Amazon Bedrock AgentCore: Deploy and Operate AI Agents at Scale
The complete guide to Amazon Bedrock AgentCore -- the managed platform for building, deploying, and operating AI agents securely at any scale. From Runtime, Memory, Gateway, and Identity primitives to building agents with Strands SDK and LangGraph, MCP Gateway wiring, AgentCore Evaluations, Agent Registry governance, Spring AI for JVM, A2A protocol support, cost optimization, cloud platform comparison, and enterprise security with IAM and VPC isolation.
1. AgentCore Primitives
Amazon Bedrock AgentCore is an agentic platform that reached general availability on October 13, 2025. It provides managed infrastructure for building, deploying, and operating AI agents securely at scale using any framework and any foundation model.
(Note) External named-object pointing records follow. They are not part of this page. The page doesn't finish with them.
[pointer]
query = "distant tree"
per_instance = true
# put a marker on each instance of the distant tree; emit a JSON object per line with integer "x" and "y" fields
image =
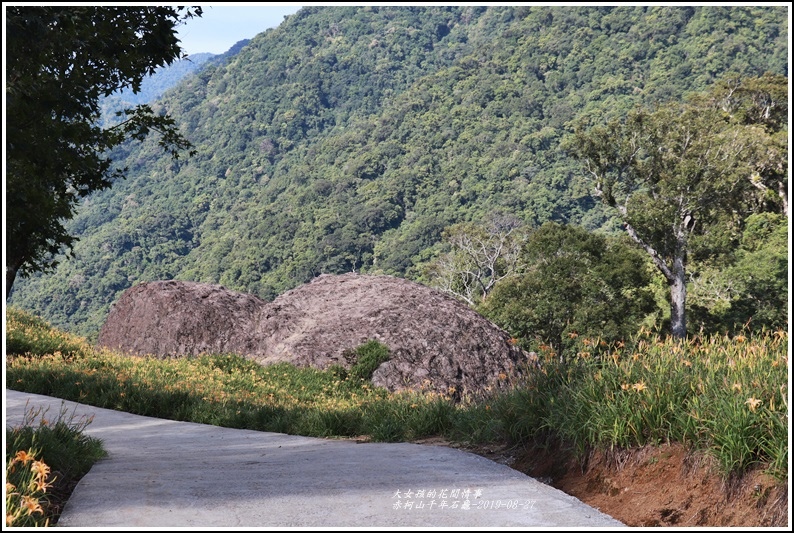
{"x": 479, "y": 257}
{"x": 60, "y": 61}
{"x": 750, "y": 287}
{"x": 573, "y": 283}
{"x": 684, "y": 169}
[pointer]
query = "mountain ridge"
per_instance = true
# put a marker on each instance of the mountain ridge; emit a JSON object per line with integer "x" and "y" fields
{"x": 348, "y": 138}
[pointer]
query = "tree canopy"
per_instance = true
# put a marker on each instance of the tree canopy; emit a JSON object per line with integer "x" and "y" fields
{"x": 682, "y": 169}
{"x": 60, "y": 61}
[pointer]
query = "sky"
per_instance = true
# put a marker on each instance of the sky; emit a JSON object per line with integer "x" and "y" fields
{"x": 222, "y": 25}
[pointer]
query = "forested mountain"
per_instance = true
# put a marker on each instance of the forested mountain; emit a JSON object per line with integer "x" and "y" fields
{"x": 349, "y": 138}
{"x": 155, "y": 85}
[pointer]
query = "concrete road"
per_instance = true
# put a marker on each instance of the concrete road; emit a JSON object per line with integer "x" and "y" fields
{"x": 162, "y": 473}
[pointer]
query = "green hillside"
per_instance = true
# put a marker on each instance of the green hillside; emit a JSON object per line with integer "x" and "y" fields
{"x": 349, "y": 138}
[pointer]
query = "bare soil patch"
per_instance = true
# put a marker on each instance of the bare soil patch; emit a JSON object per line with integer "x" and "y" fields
{"x": 664, "y": 486}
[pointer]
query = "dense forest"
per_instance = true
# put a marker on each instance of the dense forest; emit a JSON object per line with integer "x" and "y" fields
{"x": 353, "y": 138}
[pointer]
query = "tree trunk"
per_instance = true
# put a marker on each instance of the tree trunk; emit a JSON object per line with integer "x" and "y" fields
{"x": 11, "y": 275}
{"x": 678, "y": 297}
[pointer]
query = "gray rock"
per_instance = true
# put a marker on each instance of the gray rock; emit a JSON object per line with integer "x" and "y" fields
{"x": 437, "y": 343}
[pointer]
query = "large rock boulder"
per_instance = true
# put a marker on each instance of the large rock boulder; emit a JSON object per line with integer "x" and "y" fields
{"x": 167, "y": 318}
{"x": 436, "y": 342}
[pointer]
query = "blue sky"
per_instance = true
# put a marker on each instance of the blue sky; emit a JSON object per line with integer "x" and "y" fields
{"x": 222, "y": 25}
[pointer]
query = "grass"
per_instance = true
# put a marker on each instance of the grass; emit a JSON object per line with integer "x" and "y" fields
{"x": 725, "y": 396}
{"x": 43, "y": 464}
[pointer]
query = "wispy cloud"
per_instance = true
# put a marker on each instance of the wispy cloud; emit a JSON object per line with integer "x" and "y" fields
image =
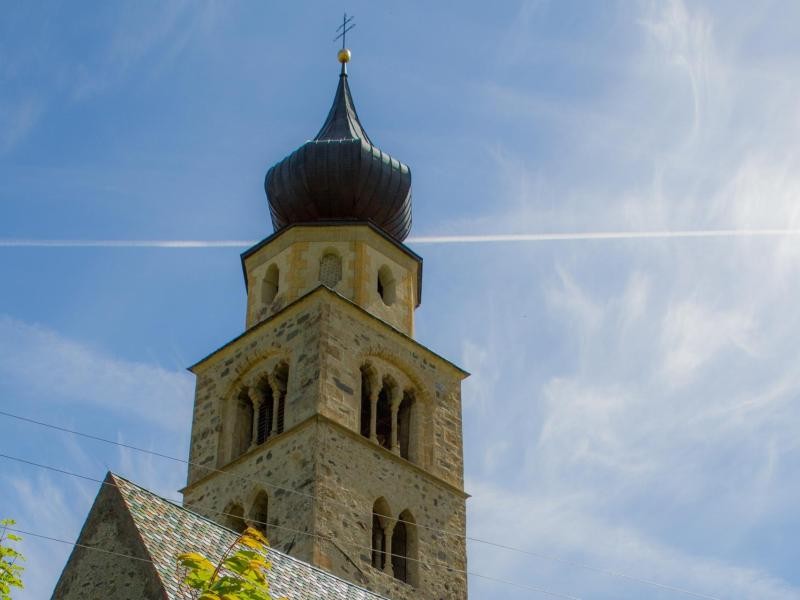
{"x": 660, "y": 443}
{"x": 41, "y": 363}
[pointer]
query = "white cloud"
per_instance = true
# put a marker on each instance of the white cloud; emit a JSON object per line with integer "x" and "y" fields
{"x": 663, "y": 442}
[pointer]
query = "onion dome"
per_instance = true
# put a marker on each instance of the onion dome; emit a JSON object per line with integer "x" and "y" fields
{"x": 341, "y": 175}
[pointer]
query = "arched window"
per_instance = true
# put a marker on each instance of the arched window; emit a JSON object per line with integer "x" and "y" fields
{"x": 404, "y": 549}
{"x": 404, "y": 416}
{"x": 269, "y": 287}
{"x": 265, "y": 411}
{"x": 243, "y": 424}
{"x": 330, "y": 269}
{"x": 383, "y": 416}
{"x": 260, "y": 512}
{"x": 386, "y": 285}
{"x": 380, "y": 512}
{"x": 234, "y": 518}
{"x": 366, "y": 403}
{"x": 281, "y": 381}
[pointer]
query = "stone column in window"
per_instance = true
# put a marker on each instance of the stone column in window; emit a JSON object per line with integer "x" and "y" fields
{"x": 374, "y": 392}
{"x": 273, "y": 384}
{"x": 256, "y": 397}
{"x": 387, "y": 544}
{"x": 397, "y": 397}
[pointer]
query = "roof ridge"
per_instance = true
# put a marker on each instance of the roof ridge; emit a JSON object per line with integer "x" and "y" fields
{"x": 192, "y": 513}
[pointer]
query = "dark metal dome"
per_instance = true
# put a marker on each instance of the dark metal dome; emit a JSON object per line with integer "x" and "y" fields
{"x": 341, "y": 175}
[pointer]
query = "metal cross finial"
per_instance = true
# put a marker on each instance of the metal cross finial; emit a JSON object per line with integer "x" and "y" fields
{"x": 344, "y": 28}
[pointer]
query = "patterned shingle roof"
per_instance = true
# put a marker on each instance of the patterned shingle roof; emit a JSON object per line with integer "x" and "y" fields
{"x": 168, "y": 529}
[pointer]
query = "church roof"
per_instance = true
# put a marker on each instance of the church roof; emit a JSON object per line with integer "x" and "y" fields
{"x": 341, "y": 175}
{"x": 165, "y": 530}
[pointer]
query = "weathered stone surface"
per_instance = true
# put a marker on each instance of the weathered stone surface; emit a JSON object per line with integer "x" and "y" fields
{"x": 110, "y": 573}
{"x": 321, "y": 475}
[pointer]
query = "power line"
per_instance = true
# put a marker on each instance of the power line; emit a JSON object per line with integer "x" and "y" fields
{"x": 429, "y": 239}
{"x": 330, "y": 539}
{"x": 498, "y": 545}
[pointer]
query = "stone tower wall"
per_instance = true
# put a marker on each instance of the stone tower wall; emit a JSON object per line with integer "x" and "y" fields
{"x": 297, "y": 253}
{"x": 354, "y": 473}
{"x": 330, "y": 472}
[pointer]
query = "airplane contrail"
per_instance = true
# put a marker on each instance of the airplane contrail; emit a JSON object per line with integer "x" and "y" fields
{"x": 434, "y": 239}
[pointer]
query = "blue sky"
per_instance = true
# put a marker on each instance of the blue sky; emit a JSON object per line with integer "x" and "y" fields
{"x": 634, "y": 404}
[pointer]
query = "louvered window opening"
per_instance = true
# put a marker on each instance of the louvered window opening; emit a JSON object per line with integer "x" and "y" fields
{"x": 330, "y": 270}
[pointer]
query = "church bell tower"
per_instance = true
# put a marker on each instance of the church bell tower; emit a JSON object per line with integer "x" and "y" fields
{"x": 325, "y": 423}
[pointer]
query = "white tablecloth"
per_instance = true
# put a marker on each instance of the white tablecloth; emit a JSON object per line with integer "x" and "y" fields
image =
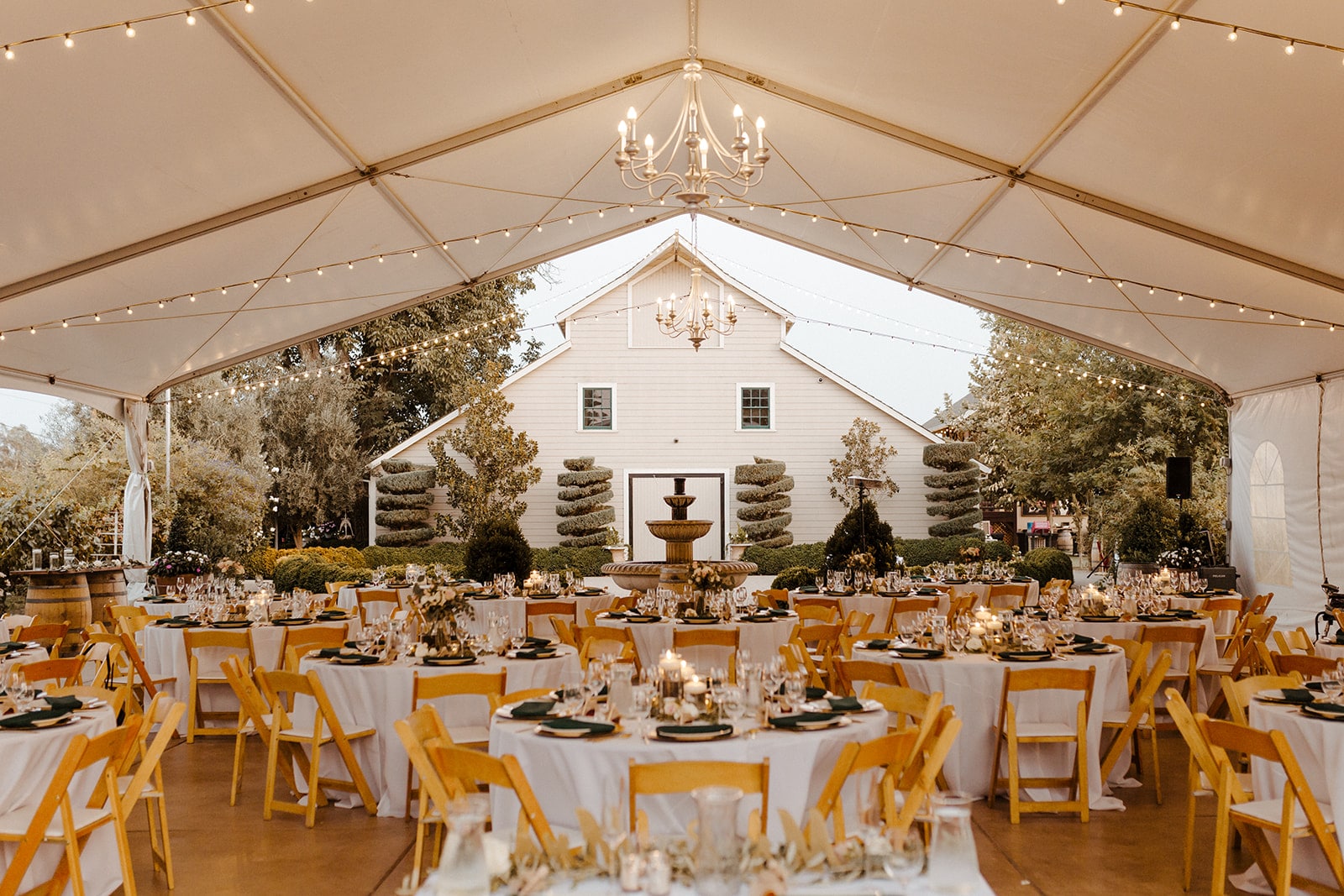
{"x": 974, "y": 685}
{"x": 27, "y": 762}
{"x": 1319, "y": 746}
{"x": 568, "y": 774}
{"x": 761, "y": 640}
{"x": 378, "y": 696}
{"x": 165, "y": 653}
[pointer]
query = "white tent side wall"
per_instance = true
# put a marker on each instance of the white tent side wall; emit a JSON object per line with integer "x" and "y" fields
{"x": 1274, "y": 542}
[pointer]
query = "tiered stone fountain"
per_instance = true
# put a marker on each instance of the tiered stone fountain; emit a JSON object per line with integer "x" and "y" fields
{"x": 679, "y": 535}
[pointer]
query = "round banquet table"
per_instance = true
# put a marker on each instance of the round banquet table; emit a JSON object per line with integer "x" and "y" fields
{"x": 165, "y": 653}
{"x": 759, "y": 640}
{"x": 1319, "y": 747}
{"x": 376, "y": 696}
{"x": 570, "y": 773}
{"x": 974, "y": 683}
{"x": 30, "y": 759}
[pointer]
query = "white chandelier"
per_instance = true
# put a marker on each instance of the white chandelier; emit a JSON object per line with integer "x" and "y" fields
{"x": 691, "y": 313}
{"x": 739, "y": 167}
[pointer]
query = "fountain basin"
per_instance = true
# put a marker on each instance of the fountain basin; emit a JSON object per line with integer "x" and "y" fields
{"x": 645, "y": 577}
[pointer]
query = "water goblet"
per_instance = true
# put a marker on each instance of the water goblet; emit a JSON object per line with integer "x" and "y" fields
{"x": 904, "y": 862}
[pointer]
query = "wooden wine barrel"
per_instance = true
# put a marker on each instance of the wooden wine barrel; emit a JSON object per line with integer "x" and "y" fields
{"x": 107, "y": 589}
{"x": 60, "y": 597}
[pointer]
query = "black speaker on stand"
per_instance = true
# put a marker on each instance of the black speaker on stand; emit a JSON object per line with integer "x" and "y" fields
{"x": 1179, "y": 479}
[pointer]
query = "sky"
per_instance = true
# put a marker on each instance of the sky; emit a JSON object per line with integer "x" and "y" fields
{"x": 906, "y": 348}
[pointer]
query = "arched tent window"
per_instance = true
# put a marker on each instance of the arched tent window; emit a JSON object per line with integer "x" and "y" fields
{"x": 1269, "y": 521}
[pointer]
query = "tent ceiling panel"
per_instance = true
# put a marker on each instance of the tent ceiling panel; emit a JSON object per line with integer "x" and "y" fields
{"x": 1215, "y": 161}
{"x": 118, "y": 140}
{"x": 226, "y": 144}
{"x": 984, "y": 78}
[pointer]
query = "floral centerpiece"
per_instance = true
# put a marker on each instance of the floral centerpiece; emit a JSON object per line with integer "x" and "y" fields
{"x": 444, "y": 609}
{"x": 1183, "y": 558}
{"x": 174, "y": 563}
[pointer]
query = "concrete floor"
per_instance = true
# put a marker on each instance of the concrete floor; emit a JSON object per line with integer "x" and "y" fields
{"x": 222, "y": 849}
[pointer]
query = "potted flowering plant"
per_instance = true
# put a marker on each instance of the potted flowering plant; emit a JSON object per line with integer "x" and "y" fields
{"x": 172, "y": 567}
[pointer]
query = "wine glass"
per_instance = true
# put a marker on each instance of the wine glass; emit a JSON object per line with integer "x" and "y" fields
{"x": 905, "y": 860}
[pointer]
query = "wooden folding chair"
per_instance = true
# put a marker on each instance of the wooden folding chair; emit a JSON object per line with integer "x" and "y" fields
{"x": 366, "y": 598}
{"x": 904, "y": 606}
{"x": 1012, "y": 734}
{"x": 1007, "y": 595}
{"x": 891, "y": 754}
{"x": 324, "y": 730}
{"x": 237, "y": 644}
{"x": 654, "y": 778}
{"x": 596, "y": 641}
{"x": 1238, "y": 694}
{"x": 147, "y": 781}
{"x": 546, "y": 609}
{"x": 297, "y": 642}
{"x": 1294, "y": 641}
{"x": 1202, "y": 774}
{"x": 253, "y": 719}
{"x": 1142, "y": 719}
{"x": 1292, "y": 817}
{"x": 709, "y": 647}
{"x": 77, "y": 819}
{"x": 848, "y": 673}
{"x": 49, "y": 634}
{"x": 1303, "y": 664}
{"x": 1179, "y": 640}
{"x": 58, "y": 672}
{"x": 417, "y": 730}
{"x": 475, "y": 768}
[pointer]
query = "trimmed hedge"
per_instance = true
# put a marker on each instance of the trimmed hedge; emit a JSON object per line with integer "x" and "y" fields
{"x": 1045, "y": 564}
{"x": 586, "y": 560}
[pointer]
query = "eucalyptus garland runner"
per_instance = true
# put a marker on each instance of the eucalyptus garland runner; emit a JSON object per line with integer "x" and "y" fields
{"x": 585, "y": 490}
{"x": 764, "y": 504}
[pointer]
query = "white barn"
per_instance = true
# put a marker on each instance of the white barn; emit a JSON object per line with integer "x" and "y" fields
{"x": 649, "y": 407}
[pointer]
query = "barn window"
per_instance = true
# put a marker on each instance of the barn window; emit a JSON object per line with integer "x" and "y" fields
{"x": 597, "y": 407}
{"x": 756, "y": 406}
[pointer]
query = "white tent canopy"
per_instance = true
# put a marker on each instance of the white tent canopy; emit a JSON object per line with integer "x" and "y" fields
{"x": 194, "y": 159}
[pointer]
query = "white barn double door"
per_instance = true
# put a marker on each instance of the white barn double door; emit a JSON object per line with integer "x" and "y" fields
{"x": 645, "y": 490}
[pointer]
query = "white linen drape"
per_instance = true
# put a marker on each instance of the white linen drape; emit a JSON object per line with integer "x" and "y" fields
{"x": 136, "y": 510}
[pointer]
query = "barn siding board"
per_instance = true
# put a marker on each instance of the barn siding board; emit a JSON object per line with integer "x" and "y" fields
{"x": 676, "y": 409}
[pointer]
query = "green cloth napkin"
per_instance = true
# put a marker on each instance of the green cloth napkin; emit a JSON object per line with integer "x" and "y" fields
{"x": 803, "y": 718}
{"x": 683, "y": 731}
{"x": 580, "y": 725}
{"x": 27, "y": 719}
{"x": 533, "y": 710}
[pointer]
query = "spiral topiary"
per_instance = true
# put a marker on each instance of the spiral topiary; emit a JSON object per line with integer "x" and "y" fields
{"x": 954, "y": 492}
{"x": 585, "y": 490}
{"x": 403, "y": 503}
{"x": 764, "y": 503}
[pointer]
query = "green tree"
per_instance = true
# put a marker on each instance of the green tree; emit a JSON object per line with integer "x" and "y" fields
{"x": 483, "y": 464}
{"x": 1055, "y": 421}
{"x": 312, "y": 441}
{"x": 866, "y": 453}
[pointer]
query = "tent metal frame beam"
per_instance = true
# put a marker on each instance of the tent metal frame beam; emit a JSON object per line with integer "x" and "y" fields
{"x": 1045, "y": 184}
{"x": 338, "y": 183}
{"x": 412, "y": 302}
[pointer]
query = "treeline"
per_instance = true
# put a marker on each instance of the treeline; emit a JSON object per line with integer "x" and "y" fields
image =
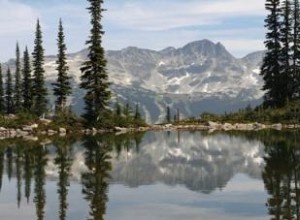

The platform is organized around five core primitives that can be used independently or composed together.
Runtime
A secure, serverless, purpose-built hosting environment for deploying and running AI agents or tools. Transform any local agent code to cloud-native deployments with a few lines of code. Auto-scales from zero to thousands of concurrent sessions with per-second billing. Supports both MCP and A2A protocol servers, session isolation per user, and runs containers on port 9000 by default.
Memory
Fully managed, serverless memory primitive for session and long-term storage. Agents access Memory to persist conversation context, store investigation knowledge for future incidents, and personalize user experiences across sessions. Supports both short-term session memory and long-term semantic memory with automatic extraction and retrieval.
Gateway
Provides secure access to infrastructure APIs and external tools through MCP tool integration. Groups multiple task-specific MCP servers behind a single, manageable interface. Handles authentication, authorization, and request signing (SigV4) automatically. Supports OAuth 2.0 Authorization Code flow through AgentCore Identity for third-party service access.
Identity
Centralized capability for managing agent identities and securing credentials. Agents authenticate to AWS services and third-party tools either on behalf of users or as themselves with pre-authorized consent. Supports SigV4, standardized OAuth 2.0, and API keys. Credentials encrypted using customer-managed AWS KMS keys.
Observability
Captures detailed metrics and traces in CloudWatch for monitoring and debugging. Provides end-to-end visibility into agent execution, tool invocations, latency breakdowns, and error rates. Integrates with existing AWS monitoring workflows and dashboards for unified operational awareness.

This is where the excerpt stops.